Pour en revenir au vendredi, ça s’était passé connement (Nina). Ils avaient pris rendez-vous avec Mayer, ils étaient rentrés avec Momo Chevallier et Mayer avait commencé par leur braquer un neuf millimètres sur le ventre. Ensuite :
Jethro lui avait balancé une mandale.
Ils l’avaient désarmé.
Ils avaient commencé à le cuisiner pour savoir où il mettait son fric, comme Ramsès avait dit.

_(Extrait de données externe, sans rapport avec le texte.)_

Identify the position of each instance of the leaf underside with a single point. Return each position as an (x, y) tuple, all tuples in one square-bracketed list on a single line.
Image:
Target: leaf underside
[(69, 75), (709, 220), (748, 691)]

Ils l’avaient emmené dans le local (coté A), où ils l’avaient attaché par les poignets au tuyau qu’il y avait sous le plafond bas. Mayer était déjà dans les vapes. Nina a continué à s’en occuper avec une clé à molette qu’ils avaient trouvée dans le garage, et ils se sont rendus compte qu’ils n’en tireraient rien. Ils ont plus ou moins glandé dans la maison, et farfouillé dans les tiroirs du bureau. Ils ont fini par mettre la main sur un peu de fric, entre deux et trois briques.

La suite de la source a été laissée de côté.